Rebuild of popular Cottesloe beach path may be put on hold

Concrete path S12 at Deane Street will get a new design in the upgrades.
Concrete path S12 at Deane Street will get a new design in the upgrades.

COTTESLOE council may hold off on rebuilding a popular but degraded beach path after it starts designs for three others including those used by kitesurfers.

Chief executive Mat Humfrey said successful residents’ requests for steps to replace a log and sand ladder at the N7 path to North Cottesloe Beach could mean a rebuild was delayed for 12 months.

Mr Humfrey said N7 may join two new paths in the second batch of a rolling program to improve the older beach accesses routes in the town.

In consultation until March 6 about the first four paths the council got 26 objections about N7 that mainly requested timber stairs to totally or partially replace the ladder.

“It is not maintained now, and it will require, at least in the upper section, stairs or a ramp, the path widened, new side rails installed and new log ladders in the lower section,” one of 38 public submissions said.
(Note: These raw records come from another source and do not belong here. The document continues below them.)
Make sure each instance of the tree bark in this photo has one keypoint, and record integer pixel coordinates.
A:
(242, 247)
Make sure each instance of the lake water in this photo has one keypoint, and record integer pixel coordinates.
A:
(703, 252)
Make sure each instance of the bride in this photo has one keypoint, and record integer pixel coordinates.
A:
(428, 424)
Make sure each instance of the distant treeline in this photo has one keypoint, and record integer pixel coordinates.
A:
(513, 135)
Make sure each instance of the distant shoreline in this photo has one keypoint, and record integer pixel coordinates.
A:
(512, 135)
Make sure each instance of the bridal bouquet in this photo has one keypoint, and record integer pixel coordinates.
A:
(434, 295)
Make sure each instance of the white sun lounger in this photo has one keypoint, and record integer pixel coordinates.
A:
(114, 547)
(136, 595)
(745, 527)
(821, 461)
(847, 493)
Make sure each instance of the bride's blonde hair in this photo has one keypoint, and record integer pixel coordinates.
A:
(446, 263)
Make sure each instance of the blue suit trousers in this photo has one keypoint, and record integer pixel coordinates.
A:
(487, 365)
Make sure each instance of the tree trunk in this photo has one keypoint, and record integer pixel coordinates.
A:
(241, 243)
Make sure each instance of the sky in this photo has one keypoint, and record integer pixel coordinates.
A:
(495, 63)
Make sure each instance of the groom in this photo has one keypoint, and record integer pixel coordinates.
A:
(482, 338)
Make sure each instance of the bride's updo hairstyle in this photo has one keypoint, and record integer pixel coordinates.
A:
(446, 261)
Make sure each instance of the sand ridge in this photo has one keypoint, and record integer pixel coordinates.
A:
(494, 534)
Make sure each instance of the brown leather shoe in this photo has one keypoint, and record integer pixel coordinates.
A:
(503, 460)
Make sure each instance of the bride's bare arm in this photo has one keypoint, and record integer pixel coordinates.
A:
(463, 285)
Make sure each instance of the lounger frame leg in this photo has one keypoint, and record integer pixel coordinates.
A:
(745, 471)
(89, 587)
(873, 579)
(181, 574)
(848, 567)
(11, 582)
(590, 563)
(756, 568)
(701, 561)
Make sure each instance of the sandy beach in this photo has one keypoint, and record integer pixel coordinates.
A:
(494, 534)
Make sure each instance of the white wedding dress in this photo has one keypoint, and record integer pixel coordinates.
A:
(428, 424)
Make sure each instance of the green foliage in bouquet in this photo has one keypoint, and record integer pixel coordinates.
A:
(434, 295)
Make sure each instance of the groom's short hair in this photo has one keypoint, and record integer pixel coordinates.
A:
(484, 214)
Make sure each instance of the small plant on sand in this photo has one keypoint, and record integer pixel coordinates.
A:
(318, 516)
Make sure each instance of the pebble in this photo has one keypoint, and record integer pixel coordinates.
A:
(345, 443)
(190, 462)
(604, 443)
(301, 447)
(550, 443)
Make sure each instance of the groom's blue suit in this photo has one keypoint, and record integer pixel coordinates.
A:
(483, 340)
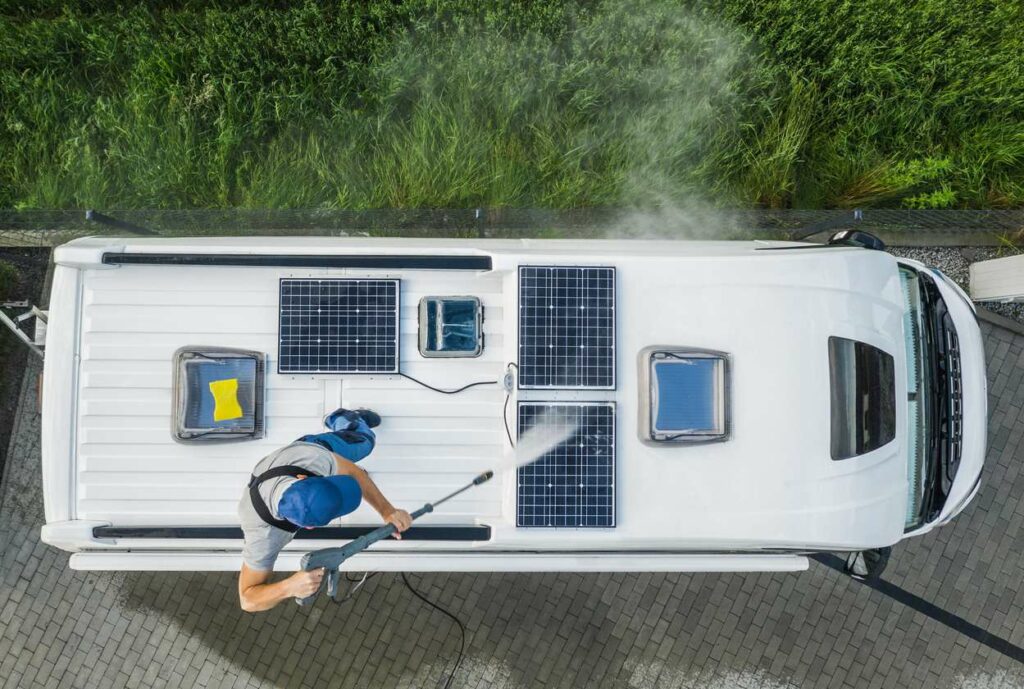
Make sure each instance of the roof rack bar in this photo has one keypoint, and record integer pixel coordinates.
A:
(387, 262)
(457, 532)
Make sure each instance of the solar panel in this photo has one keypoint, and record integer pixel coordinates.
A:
(566, 328)
(572, 485)
(338, 326)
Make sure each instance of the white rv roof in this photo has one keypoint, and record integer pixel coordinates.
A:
(771, 484)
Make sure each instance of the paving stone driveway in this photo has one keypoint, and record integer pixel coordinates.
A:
(815, 629)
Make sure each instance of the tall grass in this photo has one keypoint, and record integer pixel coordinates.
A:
(450, 102)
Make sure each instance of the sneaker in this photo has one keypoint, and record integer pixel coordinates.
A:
(372, 419)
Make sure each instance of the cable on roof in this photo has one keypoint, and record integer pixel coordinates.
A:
(448, 392)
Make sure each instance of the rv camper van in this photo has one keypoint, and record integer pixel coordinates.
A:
(735, 405)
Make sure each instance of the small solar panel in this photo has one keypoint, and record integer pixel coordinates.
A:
(338, 326)
(573, 485)
(566, 327)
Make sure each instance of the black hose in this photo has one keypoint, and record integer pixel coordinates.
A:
(448, 392)
(462, 629)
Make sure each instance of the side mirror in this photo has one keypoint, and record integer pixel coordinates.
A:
(857, 238)
(867, 565)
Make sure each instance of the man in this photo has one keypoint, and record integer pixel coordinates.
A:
(306, 484)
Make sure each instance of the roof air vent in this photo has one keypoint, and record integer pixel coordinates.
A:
(218, 394)
(451, 327)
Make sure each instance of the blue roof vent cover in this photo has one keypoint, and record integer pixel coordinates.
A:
(683, 395)
(451, 327)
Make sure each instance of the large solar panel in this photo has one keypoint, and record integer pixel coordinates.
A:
(572, 485)
(338, 326)
(566, 327)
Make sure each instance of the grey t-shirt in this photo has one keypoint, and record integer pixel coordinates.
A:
(262, 542)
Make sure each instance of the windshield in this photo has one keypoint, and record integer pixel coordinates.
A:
(933, 397)
(918, 394)
(863, 397)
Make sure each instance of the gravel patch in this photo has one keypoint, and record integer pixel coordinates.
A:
(955, 262)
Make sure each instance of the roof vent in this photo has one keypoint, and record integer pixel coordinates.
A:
(683, 395)
(451, 327)
(218, 394)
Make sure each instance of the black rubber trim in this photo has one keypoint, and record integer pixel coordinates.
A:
(395, 262)
(481, 532)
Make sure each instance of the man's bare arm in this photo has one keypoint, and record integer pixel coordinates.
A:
(256, 594)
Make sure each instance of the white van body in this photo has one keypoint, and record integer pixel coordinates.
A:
(761, 500)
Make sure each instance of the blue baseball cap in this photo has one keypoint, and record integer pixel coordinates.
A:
(317, 500)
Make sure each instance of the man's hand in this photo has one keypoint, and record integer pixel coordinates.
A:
(305, 584)
(401, 521)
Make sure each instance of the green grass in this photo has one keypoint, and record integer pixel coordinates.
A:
(803, 103)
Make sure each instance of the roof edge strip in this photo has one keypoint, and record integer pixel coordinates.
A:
(381, 261)
(456, 532)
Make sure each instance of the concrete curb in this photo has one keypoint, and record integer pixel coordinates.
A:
(999, 320)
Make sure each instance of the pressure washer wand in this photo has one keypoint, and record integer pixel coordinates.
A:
(332, 558)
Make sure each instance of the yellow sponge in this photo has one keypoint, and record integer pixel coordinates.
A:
(225, 399)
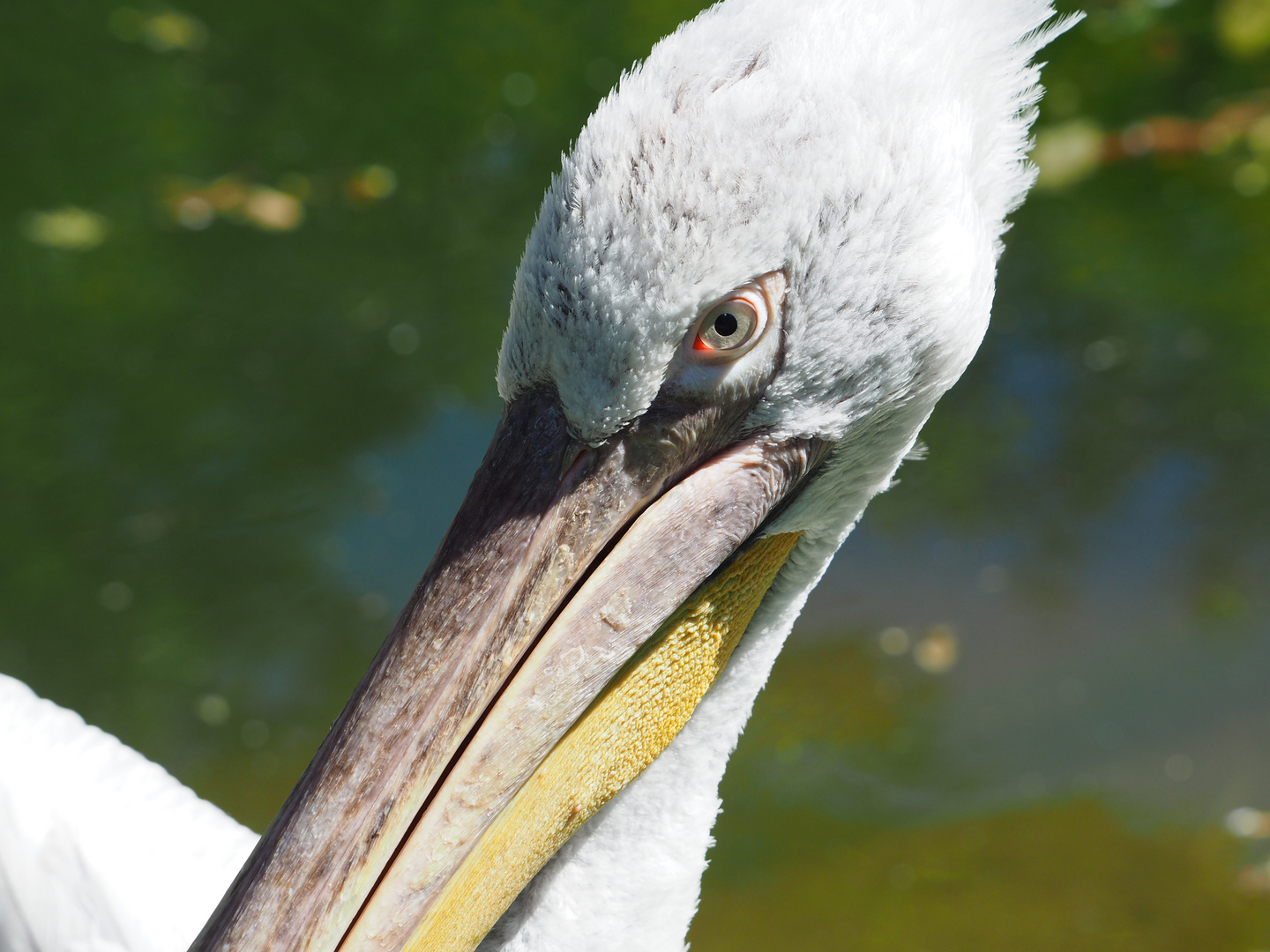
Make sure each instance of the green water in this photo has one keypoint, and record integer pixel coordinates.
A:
(256, 267)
Other N7 requests included a zebra crossing south of Grant Street on Marine Parade and more beach showers.

Councillors decided to re-advertise a redesigned N7 with steps costing about $50,000, add two showers and relocate nearby benches, while staff will investigated a crossing.

The council allocated $130,000 allocated  for new paths in 2017-18, but  a report at March’s meeting indicated an additional money is needed to do all four planned paths, inlcuding $210,577 for general work, $29,955 for consultant’s fees and the $50,000 for N7’s steps.

It was estimated N7 would have initially cost $77,699, nearby N6 $51,993, S12 near Deane Street $86,763, and S10 at Salvado Road $94,167.

Committee member Cr Sally Pyvis said a major consideration in the designs was the protection of remnant dunes, and log ladders only worked if they were maintained, while they still caused erosion at their edges.

It was agreed to use the ideas from the community, including low gradients for easier use of each path, for just detailed designs for the potential upgrades of S10, S12 and N6.

S10 had 19 comments, and it was agreed to have signs and pavement stencils warning the public about kitesurfers crossing to a new path with lower handrails and no sharp or protruding parts that could catch kites, and no obstacles.

A design will be developed to stop erosion at the bottom of S12, which attracted 17 comments, while the 19 sent about N6 caused councillors to add a rubbish bin and increased drainage.